Theory of quasiparticle interference in mirror symmetric 2D systems and its application to surface states of topological crystalline insulators

TL;DR

This paper develops a theoretical framework for understanding quasiparticle interference patterns in 2D systems with mirror and time-reversal symmetries, predicting specific features and their absence in surface states of topological crystalline insulators.

Contribution

It provides a symmetry-based theory for QPI in mirror symmetric 2D systems and applies it to topological crystalline insulator surface states, predicting vanishing peaks in FT-LDOS.

Findings

Certain peaks in FT-LDOS are absent due to mirror eigenvalue differences.

The theory predicts all vanishing peaks in Pb$_{1-x}$Sn$_x$Te surface states.

Numerical calculations support the symmetry-based predictions.

Abstract

We study symmetry protected features in the quasiparticle interference (QPI) pattern of 2D systems with mirror symmetries and time-reversal symmetry, around a single static point impurity.

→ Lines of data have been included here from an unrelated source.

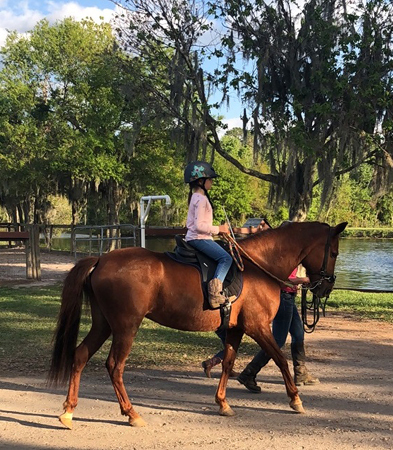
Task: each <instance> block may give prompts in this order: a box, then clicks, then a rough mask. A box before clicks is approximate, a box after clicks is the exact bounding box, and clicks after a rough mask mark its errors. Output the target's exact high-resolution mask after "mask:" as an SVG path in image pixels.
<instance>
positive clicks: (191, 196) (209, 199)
mask: <svg viewBox="0 0 393 450" xmlns="http://www.w3.org/2000/svg"><path fill="white" fill-rule="evenodd" d="M206 179H207V178H198V179H197V180H195V181H191V183H190V190H189V192H188V204H190V202H191V197H192V194H193V192H192V191H193V189H195V188H197V187H200V188H201V189H203V191H204V193H205V195H206V197H207V200H208V201H209V203H210V206H211V207H212V210H213V211H214V206H213V203H212V201H211V199H210V197H209V194H208V192H207V190H206V188H205V181H206ZM199 180H202V183H200V182H199Z"/></svg>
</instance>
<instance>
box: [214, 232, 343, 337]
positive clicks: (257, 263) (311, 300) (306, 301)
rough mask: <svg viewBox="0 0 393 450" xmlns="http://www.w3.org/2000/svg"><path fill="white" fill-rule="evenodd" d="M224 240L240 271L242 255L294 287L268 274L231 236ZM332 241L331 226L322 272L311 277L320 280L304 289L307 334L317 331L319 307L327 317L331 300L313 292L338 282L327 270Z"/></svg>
mask: <svg viewBox="0 0 393 450" xmlns="http://www.w3.org/2000/svg"><path fill="white" fill-rule="evenodd" d="M223 238H224V240H225V241H227V243H228V244H229V249H230V253H231V255H232V258H233V259H234V260H235V262H236V264H237V266H238V268H239V270H240V271H243V270H244V264H243V261H242V259H241V256H240V254H241V253H242V254H243V255H244V256H245V257H246V258H247V259H249V260H250V261H251V262H252V263H254V264H255V265H256V266H257V267H259V268H260V269H261V270H262V271H264V272H265V273H266V274H267V275H269V276H270V277H272V278H273V279H275V280H276V281H278V282H279V283H280V284H281V285H282V286H293V284H292V283H290V282H289V281H284V280H281V279H280V278H278V277H276V276H275V275H273V274H272V273H270V272H268V271H267V270H266V269H265V268H264V267H262V266H261V265H260V264H258V263H257V261H255V260H254V259H253V258H252V257H251V256H250V255H248V254H247V252H246V251H245V250H244V249H243V248H242V247H240V245H239V244H238V243H237V242H236V240H235V239H233V238H232V237H231V236H229V235H227V234H224V235H223ZM331 239H332V232H331V227H330V226H329V232H328V237H327V240H326V244H325V254H324V257H323V262H322V267H321V270H320V271H319V272H317V273H310V275H319V279H318V280H317V281H315V282H314V283H311V284H310V285H309V286H307V287H304V288H302V301H301V312H302V321H303V329H304V331H305V332H306V333H312V332H313V331H314V330H315V326H316V324H317V323H318V321H319V307H321V309H322V312H323V315H325V306H326V302H327V299H328V298H329V294H330V292H331V290H330V291H329V293H328V294H327V295H326V296H325V301H324V302H322V299H321V297H319V296H318V295H317V294H316V293H314V292H313V291H314V290H315V289H317V288H318V287H319V286H321V284H322V283H323V282H324V281H326V282H328V283H330V284H331V285H332V288H333V285H334V283H335V281H336V276H335V275H334V274H332V275H329V274H328V273H327V271H326V268H327V262H328V258H329V252H330V244H331ZM307 290H310V291H311V292H312V294H313V298H312V300H311V301H310V302H308V301H307ZM310 311H312V314H313V320H312V322H309V321H308V319H307V315H308V312H310Z"/></svg>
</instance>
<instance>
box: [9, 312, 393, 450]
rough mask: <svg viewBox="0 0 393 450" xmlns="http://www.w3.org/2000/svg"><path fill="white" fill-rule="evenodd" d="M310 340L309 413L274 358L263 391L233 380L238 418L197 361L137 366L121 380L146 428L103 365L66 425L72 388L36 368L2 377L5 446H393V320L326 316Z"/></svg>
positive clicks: (197, 447) (236, 409)
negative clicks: (73, 426)
mask: <svg viewBox="0 0 393 450" xmlns="http://www.w3.org/2000/svg"><path fill="white" fill-rule="evenodd" d="M307 339H308V349H309V352H308V353H309V356H310V358H309V359H310V362H309V367H310V368H312V371H313V373H315V374H318V376H319V377H320V378H321V381H322V383H321V384H320V385H317V386H314V387H304V388H301V390H300V392H301V397H302V400H303V402H304V406H305V408H306V410H307V414H305V415H298V414H295V413H293V412H292V411H291V410H290V408H289V406H288V400H287V397H286V394H285V390H284V386H283V383H282V379H281V377H280V375H279V373H278V369H277V368H276V367H275V366H274V364H271V363H269V365H268V366H267V368H266V369H264V371H263V372H262V374H260V375H259V379H260V380H262V386H263V393H262V394H260V395H256V394H250V393H249V392H248V391H246V390H245V389H244V388H243V387H242V386H241V385H240V384H239V383H238V382H237V381H236V380H230V381H229V386H228V391H227V395H228V399H229V402H230V404H231V406H232V407H233V409H234V410H235V412H236V416H235V417H232V418H225V417H220V416H219V415H218V414H217V407H216V405H215V403H214V393H215V389H216V386H217V382H218V379H217V378H213V379H207V378H204V377H203V376H202V375H203V374H202V372H201V370H200V369H199V367H184V368H182V369H181V370H179V369H178V371H176V372H174V371H171V370H169V369H168V370H165V369H162V370H159V371H158V370H156V371H152V370H142V371H141V370H139V371H136V372H128V373H126V374H125V381H126V385H127V388H128V392H129V394H130V397H131V399H132V400H131V401H132V402H133V403H134V406H135V407H136V408H137V410H138V411H139V413H140V414H141V415H142V417H143V418H144V419H145V420H146V422H147V423H148V427H147V428H131V427H130V426H129V425H128V424H127V421H126V419H125V418H124V417H122V416H121V415H120V413H119V407H118V404H117V401H116V399H115V396H114V393H113V389H112V386H111V385H110V382H109V379H108V377H107V375H106V373H105V371H104V369H103V370H102V372H100V373H92V372H90V373H86V374H85V376H84V377H83V379H82V386H81V392H80V401H79V406H78V408H77V410H76V413H75V416H74V429H73V430H72V431H69V430H66V429H63V428H62V426H61V424H60V423H59V422H58V421H57V416H58V414H59V413H61V412H62V408H61V405H62V402H63V401H64V398H65V393H66V390H65V389H61V390H53V389H48V388H47V387H45V384H44V380H43V379H42V378H41V377H37V378H36V377H34V374H30V376H28V377H27V376H26V377H23V376H17V375H15V376H7V377H6V378H3V377H2V379H1V381H0V448H4V449H5V448H6V449H18V450H19V449H21V450H22V449H36V450H38V449H94V450H101V449H102V450H104V449H105V450H118V449H127V450H128V449H132V450H133V449H135V450H150V449H168V450H169V449H173V448H175V449H182V450H184V449H217V448H221V449H239V450H241V449H255V450H256V449H262V448H265V449H269V450H273V449H280V450H281V449H283V448H290V449H310V450H326V449H341V450H347V449H353V448H356V449H364V450H366V449H367V450H368V449H392V448H393V438H392V436H393V383H392V382H393V327H392V326H391V325H388V324H384V323H378V322H371V321H362V322H359V321H357V320H354V319H353V318H350V317H343V316H330V317H329V318H324V319H322V323H321V325H320V327H319V329H318V330H317V332H316V333H314V334H312V335H310V336H308V337H307ZM216 374H217V375H218V373H217V372H216Z"/></svg>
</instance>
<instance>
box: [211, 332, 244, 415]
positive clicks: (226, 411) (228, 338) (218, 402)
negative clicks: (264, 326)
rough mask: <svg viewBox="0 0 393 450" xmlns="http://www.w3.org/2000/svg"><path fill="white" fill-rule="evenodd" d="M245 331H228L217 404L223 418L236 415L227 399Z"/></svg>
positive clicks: (218, 385) (219, 381) (226, 335)
mask: <svg viewBox="0 0 393 450" xmlns="http://www.w3.org/2000/svg"><path fill="white" fill-rule="evenodd" d="M243 334H244V333H243V330H240V329H239V328H231V329H228V330H227V335H226V341H225V353H224V359H223V362H222V372H221V378H220V381H219V383H218V387H217V391H216V403H217V404H218V405H219V407H220V410H219V413H220V415H221V416H233V415H235V413H234V411H233V410H232V408H231V407H230V406H229V403H228V402H227V399H226V389H227V383H228V378H229V374H230V372H231V370H232V369H233V365H234V363H235V359H236V353H237V350H238V348H239V345H240V342H241V340H242V337H243Z"/></svg>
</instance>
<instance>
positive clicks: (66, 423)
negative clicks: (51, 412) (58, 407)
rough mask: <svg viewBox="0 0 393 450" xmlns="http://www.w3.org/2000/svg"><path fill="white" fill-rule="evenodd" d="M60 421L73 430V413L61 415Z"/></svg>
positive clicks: (64, 424)
mask: <svg viewBox="0 0 393 450" xmlns="http://www.w3.org/2000/svg"><path fill="white" fill-rule="evenodd" d="M59 420H60V422H61V423H62V424H63V425H64V426H65V427H66V428H68V429H69V430H72V413H67V412H65V413H63V414H62V415H61V416H60V417H59Z"/></svg>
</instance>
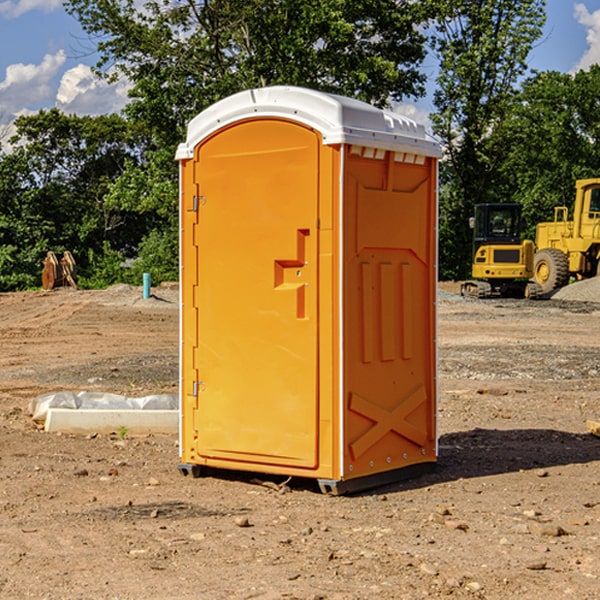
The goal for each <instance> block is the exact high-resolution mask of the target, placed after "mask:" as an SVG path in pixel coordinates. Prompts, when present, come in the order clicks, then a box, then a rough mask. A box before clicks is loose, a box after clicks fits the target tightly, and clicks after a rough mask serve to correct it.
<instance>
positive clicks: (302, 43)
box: [66, 0, 429, 147]
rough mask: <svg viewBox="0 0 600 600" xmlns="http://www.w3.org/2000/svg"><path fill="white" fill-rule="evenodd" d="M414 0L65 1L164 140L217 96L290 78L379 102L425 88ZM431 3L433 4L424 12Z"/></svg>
mask: <svg viewBox="0 0 600 600" xmlns="http://www.w3.org/2000/svg"><path fill="white" fill-rule="evenodd" d="M422 4H423V3H415V2H412V1H411V0H378V1H374V0H304V1H302V2H299V1H298V0H204V1H200V2H196V1H195V0H178V1H175V2H173V0H148V1H146V2H145V3H144V4H143V7H142V8H141V9H140V8H138V7H139V3H138V2H136V1H135V0H126V1H121V0H119V1H117V0H67V2H66V8H67V10H68V11H69V12H70V13H71V14H73V15H74V16H75V17H76V18H77V19H78V20H79V21H80V23H81V25H82V27H83V28H84V30H85V31H86V32H87V33H88V34H89V35H90V36H91V39H92V40H94V41H95V43H96V44H97V49H98V51H99V53H100V60H99V63H98V65H97V67H98V72H100V73H103V74H104V75H105V76H107V77H117V76H119V75H124V76H126V77H127V78H128V79H129V80H130V81H131V82H132V85H133V87H132V90H131V93H130V95H131V98H132V101H131V103H130V105H129V106H128V107H127V109H126V110H127V114H128V115H129V116H130V117H131V118H133V119H134V120H135V121H142V122H144V123H145V124H146V127H147V128H148V131H151V132H152V133H153V135H154V136H155V138H156V141H157V144H158V145H159V146H160V147H164V146H165V144H167V145H174V144H176V143H177V142H178V141H181V139H182V136H183V132H184V128H185V126H186V124H187V122H188V121H189V120H190V119H191V118H192V117H193V116H195V115H196V114H197V113H198V112H200V111H201V110H203V109H204V108H206V107H207V106H209V105H211V104H212V103H214V102H215V101H217V100H219V99H221V98H223V97H225V96H228V95H230V94H232V93H234V92H237V91H240V90H243V89H247V88H251V87H257V86H265V85H273V84H287V85H301V86H307V87H313V88H317V89H320V90H323V91H330V92H337V93H341V94H345V95H349V96H353V97H356V98H360V99H362V100H365V101H367V102H372V103H374V104H377V105H384V104H386V103H388V102H389V100H390V99H396V100H399V99H401V98H403V97H405V96H417V95H420V94H422V93H423V91H424V90H423V83H424V79H425V77H424V75H423V74H421V73H420V72H419V70H418V66H419V64H420V62H421V61H422V60H423V58H424V55H425V48H424V42H425V38H424V36H423V34H422V33H420V32H419V30H418V28H417V25H419V24H420V23H422V22H423V21H424V20H425V18H426V17H427V12H426V8H424V7H423V6H422ZM427 10H429V9H427Z"/></svg>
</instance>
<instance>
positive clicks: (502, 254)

We show that, in the Fourier transformed local density of states (FT-LDOS), $\rho(\bq,\omega)$, while the position of high intensity peaks generically depends on the geometric features of the iso-energy contour at energy $\omega$, the \emph{absence} of certain peaks is guaranteed by the opposite mirror eigenvalues of the two Bloch states that are (i) on the mirror symmetric lines in the Brillouin zone (BZ) and (ii) separated by scattering vector $\bq$. We apply the general result to the QPI on the $ <{001} >$-surface of topological crystalline insulator Pb$_{1-x}$Sn$_x$Te and predict all vanishing peaks in $\rho(\bq,\omega)$. The model-independent analysis is supported by numerical calculations using an effective four-band model derived from symmetry analysis.